Indians' ballpark renamed Progressive Field

Andy Call

Former Indians owner Dick Jacobs never really cared much for “The Jake,” the nickname informally assigned to the baseball facility in which his team played. Jacobs once explained that, when he was a boy, “jake” was youthful slang for a toilet.

Perhaps Jacobs will take some comfort, then, that Indians fans must now find another nickname for Cleveland’s ballpark. Progressive Insurance has entered into a 16-year, $58 million naming-rights agreement with the club to rename Jacobs Field to Progressive Field.

“I’m sure the fans’ thinking about this place as being something other than Jacobs Field will take a while,” Indians President Paul Dolan said. “But I’m also sure that, in due time, Progressive Field will also have its place in the fans’ psyche.”

Those entering Cleveland via the East 9th Street exit drive by the large Jacobs Field sign on the corner next to the ballpark. That sign will be replaced, as will nearly 1,000 others around the park. Dolan said those signs will not all be changed until the All-Star break, and that the club must spend an estimated $1.2 million to replace them.

Progressive Corp., located in Mayfield Village, Ohio will pay an average of $3.6 million per year for the rights through 2023, when the Indians’ lease with Gateway expires. That annual amount will be among the highest in all of Major League Baseball. The Houston Astros receive $6 million annually at Minute Maid Park.
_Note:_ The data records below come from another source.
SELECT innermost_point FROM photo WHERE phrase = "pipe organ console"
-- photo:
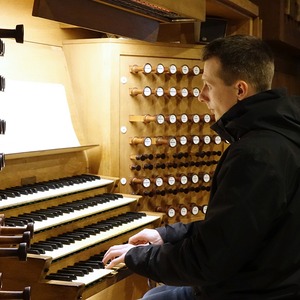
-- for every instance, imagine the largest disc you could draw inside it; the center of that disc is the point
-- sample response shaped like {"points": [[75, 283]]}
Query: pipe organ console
{"points": [[70, 221], [57, 220], [144, 99]]}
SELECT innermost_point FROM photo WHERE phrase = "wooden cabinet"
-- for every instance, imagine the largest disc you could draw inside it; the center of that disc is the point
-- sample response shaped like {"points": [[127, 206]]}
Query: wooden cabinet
{"points": [[281, 21]]}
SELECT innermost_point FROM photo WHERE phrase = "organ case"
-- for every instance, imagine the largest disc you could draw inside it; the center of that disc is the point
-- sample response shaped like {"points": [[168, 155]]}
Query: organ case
{"points": [[117, 83]]}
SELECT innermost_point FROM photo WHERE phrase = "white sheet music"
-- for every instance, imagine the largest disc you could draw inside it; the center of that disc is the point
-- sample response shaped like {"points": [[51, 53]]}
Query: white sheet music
{"points": [[37, 117]]}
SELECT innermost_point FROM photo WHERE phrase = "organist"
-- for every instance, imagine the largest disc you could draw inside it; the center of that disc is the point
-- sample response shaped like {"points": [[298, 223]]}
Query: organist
{"points": [[248, 245]]}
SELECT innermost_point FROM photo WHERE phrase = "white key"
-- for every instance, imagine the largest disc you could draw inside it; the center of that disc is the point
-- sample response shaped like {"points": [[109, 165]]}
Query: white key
{"points": [[26, 199], [102, 236], [68, 217]]}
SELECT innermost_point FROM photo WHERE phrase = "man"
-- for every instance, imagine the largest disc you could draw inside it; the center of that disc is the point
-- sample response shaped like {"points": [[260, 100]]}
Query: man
{"points": [[248, 246]]}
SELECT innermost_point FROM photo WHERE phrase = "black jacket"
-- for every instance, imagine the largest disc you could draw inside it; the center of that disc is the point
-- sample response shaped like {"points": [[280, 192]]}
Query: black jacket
{"points": [[248, 246]]}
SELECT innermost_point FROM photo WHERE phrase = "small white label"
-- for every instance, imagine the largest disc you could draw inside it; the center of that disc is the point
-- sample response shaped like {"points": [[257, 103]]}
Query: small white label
{"points": [[196, 140], [195, 178], [173, 69], [171, 180], [206, 177], [147, 91], [123, 79], [160, 69], [171, 212], [207, 118], [183, 211], [147, 142], [196, 70], [172, 142], [173, 92], [159, 181], [184, 92], [123, 129], [183, 140], [184, 118], [195, 210], [160, 119], [159, 92], [146, 182], [123, 181], [172, 119], [147, 68], [196, 119], [218, 140], [183, 179], [196, 92], [185, 69], [207, 139]]}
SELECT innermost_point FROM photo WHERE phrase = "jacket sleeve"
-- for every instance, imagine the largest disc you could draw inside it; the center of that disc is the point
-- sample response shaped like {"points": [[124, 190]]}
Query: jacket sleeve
{"points": [[238, 218], [175, 232]]}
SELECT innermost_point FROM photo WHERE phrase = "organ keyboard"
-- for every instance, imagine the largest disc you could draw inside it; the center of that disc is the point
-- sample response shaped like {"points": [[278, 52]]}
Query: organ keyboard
{"points": [[76, 218]]}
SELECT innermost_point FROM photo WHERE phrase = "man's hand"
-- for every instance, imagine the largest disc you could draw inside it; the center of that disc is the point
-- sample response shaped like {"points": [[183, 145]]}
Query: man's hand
{"points": [[115, 255]]}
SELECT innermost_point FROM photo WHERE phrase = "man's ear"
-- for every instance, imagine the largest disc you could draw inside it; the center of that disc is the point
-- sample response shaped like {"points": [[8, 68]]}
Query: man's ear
{"points": [[242, 89]]}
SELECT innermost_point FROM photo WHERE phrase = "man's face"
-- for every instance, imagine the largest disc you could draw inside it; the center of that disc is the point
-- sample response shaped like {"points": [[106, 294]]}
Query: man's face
{"points": [[218, 96]]}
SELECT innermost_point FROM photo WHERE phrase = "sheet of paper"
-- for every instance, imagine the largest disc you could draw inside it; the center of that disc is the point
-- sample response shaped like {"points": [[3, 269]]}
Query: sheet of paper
{"points": [[37, 117]]}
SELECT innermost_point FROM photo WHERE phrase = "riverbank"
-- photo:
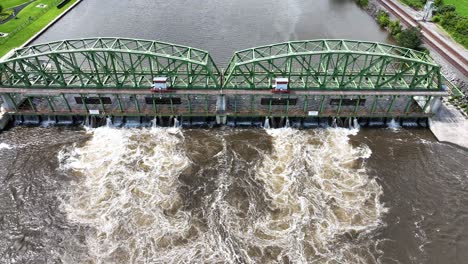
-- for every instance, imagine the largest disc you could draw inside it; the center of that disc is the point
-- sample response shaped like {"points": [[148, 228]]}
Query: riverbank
{"points": [[451, 72], [26, 33]]}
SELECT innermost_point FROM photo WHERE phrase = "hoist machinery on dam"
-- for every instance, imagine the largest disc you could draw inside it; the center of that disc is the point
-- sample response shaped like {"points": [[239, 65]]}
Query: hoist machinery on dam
{"points": [[307, 81]]}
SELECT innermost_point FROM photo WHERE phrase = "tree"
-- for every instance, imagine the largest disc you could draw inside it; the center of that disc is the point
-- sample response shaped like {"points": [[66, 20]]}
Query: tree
{"points": [[394, 27], [410, 38], [382, 18]]}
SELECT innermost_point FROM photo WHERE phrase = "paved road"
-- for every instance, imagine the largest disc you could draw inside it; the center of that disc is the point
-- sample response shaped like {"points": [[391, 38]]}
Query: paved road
{"points": [[453, 52]]}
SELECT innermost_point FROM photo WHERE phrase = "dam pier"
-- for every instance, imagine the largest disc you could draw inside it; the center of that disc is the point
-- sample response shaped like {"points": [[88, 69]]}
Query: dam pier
{"points": [[299, 83]]}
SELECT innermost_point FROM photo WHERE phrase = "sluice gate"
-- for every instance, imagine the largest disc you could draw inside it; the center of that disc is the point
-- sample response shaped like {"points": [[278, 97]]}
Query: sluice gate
{"points": [[305, 82]]}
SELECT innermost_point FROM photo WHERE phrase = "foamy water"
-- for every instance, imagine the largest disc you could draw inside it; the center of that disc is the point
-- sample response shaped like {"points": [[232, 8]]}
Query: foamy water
{"points": [[321, 205], [5, 146]]}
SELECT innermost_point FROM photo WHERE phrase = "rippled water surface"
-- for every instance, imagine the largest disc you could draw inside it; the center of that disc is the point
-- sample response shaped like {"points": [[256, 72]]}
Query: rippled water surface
{"points": [[158, 195], [230, 195]]}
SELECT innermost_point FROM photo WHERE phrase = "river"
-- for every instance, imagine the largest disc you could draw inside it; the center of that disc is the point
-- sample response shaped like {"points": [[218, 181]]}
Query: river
{"points": [[171, 195]]}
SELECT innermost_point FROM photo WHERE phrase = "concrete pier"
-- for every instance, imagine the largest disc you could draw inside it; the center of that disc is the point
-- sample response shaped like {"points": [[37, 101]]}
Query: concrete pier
{"points": [[4, 120], [450, 126]]}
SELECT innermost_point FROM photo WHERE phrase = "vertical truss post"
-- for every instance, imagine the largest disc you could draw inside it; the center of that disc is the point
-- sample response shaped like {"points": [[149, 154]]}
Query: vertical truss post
{"points": [[235, 104], [120, 103], [83, 100], [408, 105], [172, 105], [356, 105], [15, 105], [189, 104], [306, 102], [426, 105], [153, 105], [101, 103], [269, 106], [49, 102], [391, 103], [252, 101], [322, 104], [31, 104], [66, 103], [339, 105], [137, 105]]}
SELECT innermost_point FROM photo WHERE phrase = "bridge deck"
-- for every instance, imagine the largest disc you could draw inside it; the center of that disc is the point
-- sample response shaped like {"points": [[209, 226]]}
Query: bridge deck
{"points": [[54, 91]]}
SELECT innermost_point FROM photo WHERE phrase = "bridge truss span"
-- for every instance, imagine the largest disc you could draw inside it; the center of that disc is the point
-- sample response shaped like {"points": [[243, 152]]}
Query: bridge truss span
{"points": [[333, 65], [108, 63]]}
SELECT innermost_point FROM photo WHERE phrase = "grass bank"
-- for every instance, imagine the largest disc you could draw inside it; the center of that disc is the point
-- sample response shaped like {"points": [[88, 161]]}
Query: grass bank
{"points": [[451, 15], [29, 21]]}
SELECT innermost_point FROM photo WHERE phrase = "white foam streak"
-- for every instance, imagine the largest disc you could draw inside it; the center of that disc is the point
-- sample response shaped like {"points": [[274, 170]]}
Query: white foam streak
{"points": [[5, 146], [319, 193], [127, 188]]}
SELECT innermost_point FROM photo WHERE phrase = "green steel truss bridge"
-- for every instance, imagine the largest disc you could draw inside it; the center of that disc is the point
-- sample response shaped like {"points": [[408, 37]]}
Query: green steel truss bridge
{"points": [[327, 78]]}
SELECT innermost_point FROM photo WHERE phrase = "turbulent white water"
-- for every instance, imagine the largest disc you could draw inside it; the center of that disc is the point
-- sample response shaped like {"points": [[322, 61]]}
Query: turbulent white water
{"points": [[318, 203], [323, 201], [5, 146]]}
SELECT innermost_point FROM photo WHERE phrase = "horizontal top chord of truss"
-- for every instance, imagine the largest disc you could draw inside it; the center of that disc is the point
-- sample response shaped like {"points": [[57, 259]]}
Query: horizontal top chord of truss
{"points": [[333, 64], [108, 63], [338, 65]]}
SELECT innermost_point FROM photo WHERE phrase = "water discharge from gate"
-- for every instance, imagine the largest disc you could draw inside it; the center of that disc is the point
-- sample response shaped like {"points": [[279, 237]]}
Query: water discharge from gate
{"points": [[298, 196]]}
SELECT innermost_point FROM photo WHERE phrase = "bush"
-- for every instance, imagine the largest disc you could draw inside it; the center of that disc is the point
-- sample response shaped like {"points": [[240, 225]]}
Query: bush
{"points": [[383, 18], [394, 27], [445, 9], [410, 38]]}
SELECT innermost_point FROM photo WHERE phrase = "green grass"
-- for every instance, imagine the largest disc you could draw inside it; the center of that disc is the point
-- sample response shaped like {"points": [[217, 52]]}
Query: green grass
{"points": [[460, 5], [418, 4], [6, 14], [12, 3], [30, 30]]}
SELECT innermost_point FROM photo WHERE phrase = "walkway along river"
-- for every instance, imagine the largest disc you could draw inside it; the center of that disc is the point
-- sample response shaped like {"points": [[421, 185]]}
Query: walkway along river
{"points": [[164, 195]]}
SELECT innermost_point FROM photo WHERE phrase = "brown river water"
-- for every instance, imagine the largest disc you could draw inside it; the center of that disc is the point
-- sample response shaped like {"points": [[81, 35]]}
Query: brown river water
{"points": [[224, 195]]}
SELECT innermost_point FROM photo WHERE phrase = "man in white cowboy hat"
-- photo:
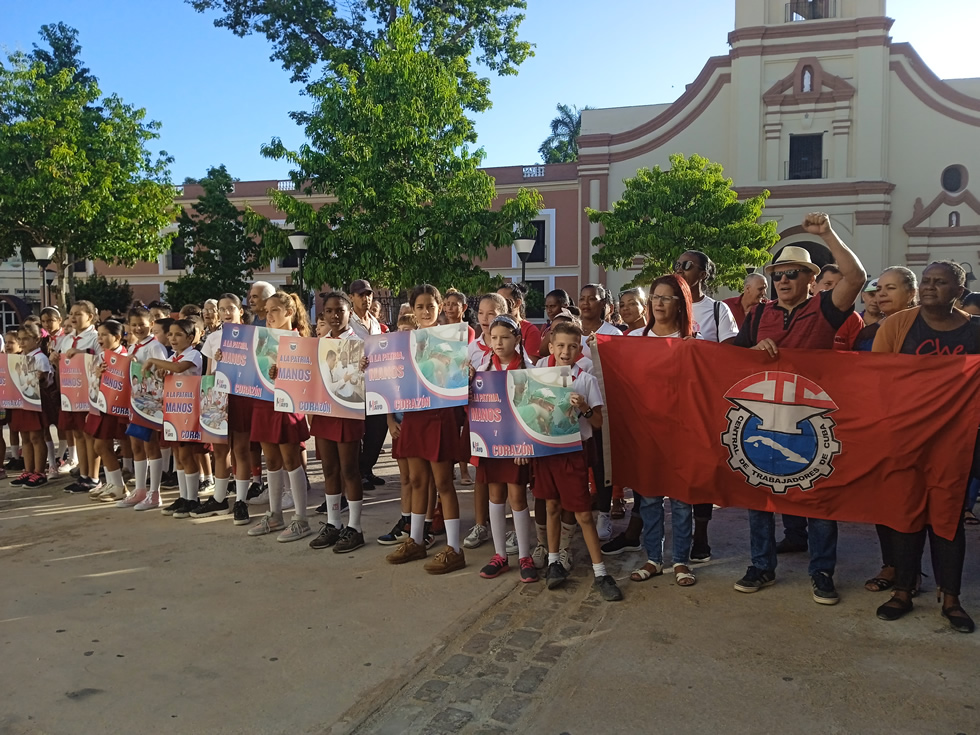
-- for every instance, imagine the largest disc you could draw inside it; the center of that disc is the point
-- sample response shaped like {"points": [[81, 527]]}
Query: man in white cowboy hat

A comparable pact to Cleveland’s is U.S. Cellular’s $3.4 million agreement with the Chicago White Sox through 2025.

Dolan said the money will go into the club’s general fund to help fund player salaries, stadium upkeep and player development.

Progressive CEO Glenn Renwick said that the naming rights constitutes about 1 percent of Progressive’s annual advertising and marketing budget.

“It feels great to have two very successful Cleveland institutions doing something that I think is extremely constructive for Northeast Ohio,” Renwick said.

The Indians have been actively seeking a company to purchase the naming rights for nearly two years, hiring Cleveland-based IMG to assist in finding a partner.

“I would describe the process as exhausting,” Dolan said.

Dick and David Jacobs paid $10 million for the naming rights that ran from 1994 through 2006.

“Many great memories were forged here,” Dolan said. “Those memories do not go away, nor does the legacy of Dick Jacobs leave Progressive Field. Those memories, and his legacy, will always be part of the Cleveland Indians franchise.”